There's a whole lot of catastrophe hidden in the phrase "in the long run."
That's real wages in the UK. The mess from 1500-1600 is the Reformation, Bloody Mary, dissolution of the monestaries, rise of the Anglicans and the general economic depression of the British Isles leading up to the Wars of the Three Kingdoms. The mess from 1750 to 1850 is the rise of industrialization and all it brought on.
I've now read two 200-plus page studies of technology and employment. They both make the argument that technology never affects employment, it affects jobs and that the only thing, the best thing, the essential thing is large-scale retraining.

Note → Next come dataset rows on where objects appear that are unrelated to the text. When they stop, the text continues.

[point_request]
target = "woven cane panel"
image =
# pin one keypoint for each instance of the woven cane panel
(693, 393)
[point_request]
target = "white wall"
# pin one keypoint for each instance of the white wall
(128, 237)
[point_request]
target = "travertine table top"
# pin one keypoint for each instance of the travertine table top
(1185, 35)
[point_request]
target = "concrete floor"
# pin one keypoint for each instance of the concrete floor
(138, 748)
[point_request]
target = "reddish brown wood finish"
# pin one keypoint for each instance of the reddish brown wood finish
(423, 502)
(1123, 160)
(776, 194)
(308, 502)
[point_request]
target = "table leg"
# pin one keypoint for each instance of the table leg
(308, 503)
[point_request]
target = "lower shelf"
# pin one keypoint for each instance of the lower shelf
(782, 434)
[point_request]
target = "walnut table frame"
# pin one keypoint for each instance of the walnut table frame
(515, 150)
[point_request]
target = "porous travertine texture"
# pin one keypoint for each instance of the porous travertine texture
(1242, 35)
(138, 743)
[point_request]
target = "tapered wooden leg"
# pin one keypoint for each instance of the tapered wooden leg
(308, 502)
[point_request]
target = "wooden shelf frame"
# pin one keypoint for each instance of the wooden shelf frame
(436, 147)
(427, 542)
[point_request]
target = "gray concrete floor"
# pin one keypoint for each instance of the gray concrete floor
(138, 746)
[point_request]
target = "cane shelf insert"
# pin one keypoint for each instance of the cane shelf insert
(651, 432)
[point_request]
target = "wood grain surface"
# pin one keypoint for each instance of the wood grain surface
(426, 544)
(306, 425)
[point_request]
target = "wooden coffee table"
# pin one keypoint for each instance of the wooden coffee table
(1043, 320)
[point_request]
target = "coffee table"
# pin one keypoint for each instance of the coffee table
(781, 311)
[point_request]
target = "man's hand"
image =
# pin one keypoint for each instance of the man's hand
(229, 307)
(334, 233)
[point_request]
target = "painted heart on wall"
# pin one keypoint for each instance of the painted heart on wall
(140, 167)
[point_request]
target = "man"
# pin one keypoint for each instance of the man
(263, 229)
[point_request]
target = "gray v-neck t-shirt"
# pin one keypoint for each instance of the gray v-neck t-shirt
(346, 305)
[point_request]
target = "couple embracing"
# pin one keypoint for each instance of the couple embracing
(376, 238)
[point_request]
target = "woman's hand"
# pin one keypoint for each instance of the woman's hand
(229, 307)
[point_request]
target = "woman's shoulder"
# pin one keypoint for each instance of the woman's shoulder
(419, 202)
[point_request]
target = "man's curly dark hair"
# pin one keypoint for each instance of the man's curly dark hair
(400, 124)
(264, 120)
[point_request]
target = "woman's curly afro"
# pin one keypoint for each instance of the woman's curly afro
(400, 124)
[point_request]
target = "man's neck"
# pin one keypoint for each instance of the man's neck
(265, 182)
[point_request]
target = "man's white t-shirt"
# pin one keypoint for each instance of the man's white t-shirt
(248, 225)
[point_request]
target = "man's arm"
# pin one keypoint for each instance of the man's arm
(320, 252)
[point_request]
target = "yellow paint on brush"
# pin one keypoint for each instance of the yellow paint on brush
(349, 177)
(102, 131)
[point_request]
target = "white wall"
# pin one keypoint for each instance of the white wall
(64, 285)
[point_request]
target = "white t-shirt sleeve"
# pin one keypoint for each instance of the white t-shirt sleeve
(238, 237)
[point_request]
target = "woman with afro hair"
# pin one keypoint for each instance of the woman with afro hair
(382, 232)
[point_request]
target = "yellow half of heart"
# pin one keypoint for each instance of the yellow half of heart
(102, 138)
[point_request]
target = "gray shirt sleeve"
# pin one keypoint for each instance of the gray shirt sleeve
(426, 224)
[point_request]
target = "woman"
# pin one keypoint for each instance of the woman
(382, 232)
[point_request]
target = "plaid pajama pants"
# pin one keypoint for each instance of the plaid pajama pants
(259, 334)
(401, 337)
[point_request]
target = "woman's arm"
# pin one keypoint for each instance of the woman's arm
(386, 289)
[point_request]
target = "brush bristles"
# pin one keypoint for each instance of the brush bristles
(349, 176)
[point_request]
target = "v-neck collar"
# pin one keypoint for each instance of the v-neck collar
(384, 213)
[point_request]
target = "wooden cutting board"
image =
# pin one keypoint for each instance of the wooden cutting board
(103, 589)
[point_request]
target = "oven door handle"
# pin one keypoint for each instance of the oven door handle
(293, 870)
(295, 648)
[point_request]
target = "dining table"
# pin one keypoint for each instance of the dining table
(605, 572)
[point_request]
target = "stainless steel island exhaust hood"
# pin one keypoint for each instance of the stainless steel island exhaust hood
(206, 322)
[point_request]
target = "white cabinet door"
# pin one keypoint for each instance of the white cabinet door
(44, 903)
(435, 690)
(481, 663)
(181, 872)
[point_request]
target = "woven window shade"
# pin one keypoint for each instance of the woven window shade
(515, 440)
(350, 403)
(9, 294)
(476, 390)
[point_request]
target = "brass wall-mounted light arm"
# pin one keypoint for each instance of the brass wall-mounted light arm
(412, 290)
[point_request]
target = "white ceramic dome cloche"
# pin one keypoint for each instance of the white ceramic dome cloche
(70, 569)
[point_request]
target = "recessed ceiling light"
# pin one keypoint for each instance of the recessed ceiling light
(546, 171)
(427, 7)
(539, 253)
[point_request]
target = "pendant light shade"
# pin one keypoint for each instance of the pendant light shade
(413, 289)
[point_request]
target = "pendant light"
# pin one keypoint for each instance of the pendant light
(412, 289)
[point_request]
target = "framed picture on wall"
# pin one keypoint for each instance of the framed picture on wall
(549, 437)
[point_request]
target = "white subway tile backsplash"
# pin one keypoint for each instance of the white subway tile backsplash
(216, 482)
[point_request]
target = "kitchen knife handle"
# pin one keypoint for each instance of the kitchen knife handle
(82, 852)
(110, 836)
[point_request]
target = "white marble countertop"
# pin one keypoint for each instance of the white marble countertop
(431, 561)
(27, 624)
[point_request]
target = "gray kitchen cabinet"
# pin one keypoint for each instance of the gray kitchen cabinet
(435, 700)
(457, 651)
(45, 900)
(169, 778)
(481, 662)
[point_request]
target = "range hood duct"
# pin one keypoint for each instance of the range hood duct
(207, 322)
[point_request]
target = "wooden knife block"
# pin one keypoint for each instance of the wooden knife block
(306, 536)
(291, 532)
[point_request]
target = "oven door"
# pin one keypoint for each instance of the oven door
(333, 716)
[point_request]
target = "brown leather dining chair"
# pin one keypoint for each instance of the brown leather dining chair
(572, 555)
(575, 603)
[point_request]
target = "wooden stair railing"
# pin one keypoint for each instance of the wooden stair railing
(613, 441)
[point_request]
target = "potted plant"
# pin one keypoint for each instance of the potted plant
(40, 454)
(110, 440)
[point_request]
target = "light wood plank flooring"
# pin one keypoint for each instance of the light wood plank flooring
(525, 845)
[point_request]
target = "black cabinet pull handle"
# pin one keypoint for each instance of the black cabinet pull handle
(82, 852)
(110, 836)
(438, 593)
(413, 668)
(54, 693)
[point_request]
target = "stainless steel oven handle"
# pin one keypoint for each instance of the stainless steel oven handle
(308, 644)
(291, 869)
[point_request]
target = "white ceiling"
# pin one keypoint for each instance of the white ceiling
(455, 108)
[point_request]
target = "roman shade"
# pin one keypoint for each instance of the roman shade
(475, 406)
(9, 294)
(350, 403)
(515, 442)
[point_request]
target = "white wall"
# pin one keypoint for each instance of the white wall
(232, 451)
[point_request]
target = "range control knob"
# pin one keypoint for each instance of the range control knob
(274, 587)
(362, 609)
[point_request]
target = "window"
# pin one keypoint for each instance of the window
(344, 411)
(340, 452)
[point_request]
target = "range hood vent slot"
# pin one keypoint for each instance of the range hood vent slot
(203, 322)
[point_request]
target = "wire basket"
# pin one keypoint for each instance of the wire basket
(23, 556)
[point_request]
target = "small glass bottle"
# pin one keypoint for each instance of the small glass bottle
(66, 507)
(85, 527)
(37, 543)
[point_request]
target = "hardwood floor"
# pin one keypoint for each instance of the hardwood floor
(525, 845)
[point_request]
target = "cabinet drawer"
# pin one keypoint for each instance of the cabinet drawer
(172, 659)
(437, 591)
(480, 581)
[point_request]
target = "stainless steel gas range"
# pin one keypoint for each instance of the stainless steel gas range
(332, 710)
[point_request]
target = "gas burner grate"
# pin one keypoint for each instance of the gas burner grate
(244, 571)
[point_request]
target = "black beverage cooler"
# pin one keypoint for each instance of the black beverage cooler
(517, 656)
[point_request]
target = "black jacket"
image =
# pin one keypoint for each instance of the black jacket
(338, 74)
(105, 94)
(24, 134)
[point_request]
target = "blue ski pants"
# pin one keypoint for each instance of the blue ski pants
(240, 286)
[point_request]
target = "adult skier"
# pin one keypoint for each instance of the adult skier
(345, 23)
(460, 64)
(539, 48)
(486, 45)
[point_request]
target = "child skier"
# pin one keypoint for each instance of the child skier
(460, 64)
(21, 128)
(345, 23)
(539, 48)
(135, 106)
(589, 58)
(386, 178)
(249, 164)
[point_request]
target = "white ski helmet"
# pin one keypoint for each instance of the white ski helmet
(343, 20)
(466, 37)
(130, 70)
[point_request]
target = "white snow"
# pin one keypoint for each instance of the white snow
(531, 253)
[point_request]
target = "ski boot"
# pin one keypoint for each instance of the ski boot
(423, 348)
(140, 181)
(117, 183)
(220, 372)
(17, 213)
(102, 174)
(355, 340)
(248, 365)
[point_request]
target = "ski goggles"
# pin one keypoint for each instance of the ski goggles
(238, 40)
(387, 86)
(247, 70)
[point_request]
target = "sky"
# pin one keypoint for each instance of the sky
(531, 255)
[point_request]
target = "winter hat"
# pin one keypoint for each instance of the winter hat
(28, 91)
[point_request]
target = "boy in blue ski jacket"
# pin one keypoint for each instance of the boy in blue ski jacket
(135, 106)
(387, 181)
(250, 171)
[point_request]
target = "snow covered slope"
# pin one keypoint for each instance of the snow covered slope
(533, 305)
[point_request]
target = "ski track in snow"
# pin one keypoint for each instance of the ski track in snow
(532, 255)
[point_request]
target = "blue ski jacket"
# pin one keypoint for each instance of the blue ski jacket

The study under LBJ from 1965 and the study under whatever conservative think tank from last month came to the same conclusions, and dollars to donuts the modern study is going to be ignored just as hard as the one from 1965.
The limo driver with 40 years of experience is fucked if he chooses to be a limo driver with 41 years of experience. He's also fucked if he thinks anybody is looking out for him. The problem we're about to face, in spades, is the percentage of people taking a long, hard look at their jobs and saying "will I still be doing this in 10 years? What can I do that will still be here and how do I start doing that?" is heartbreakingly small. Everyone else knows change is coming and thinks/hopes that they can hang on until they can retire.
And then change comes. And then they're fucked. And what they know is they did everything right and the system ate them alive.
And then they vote to Make America Great Again.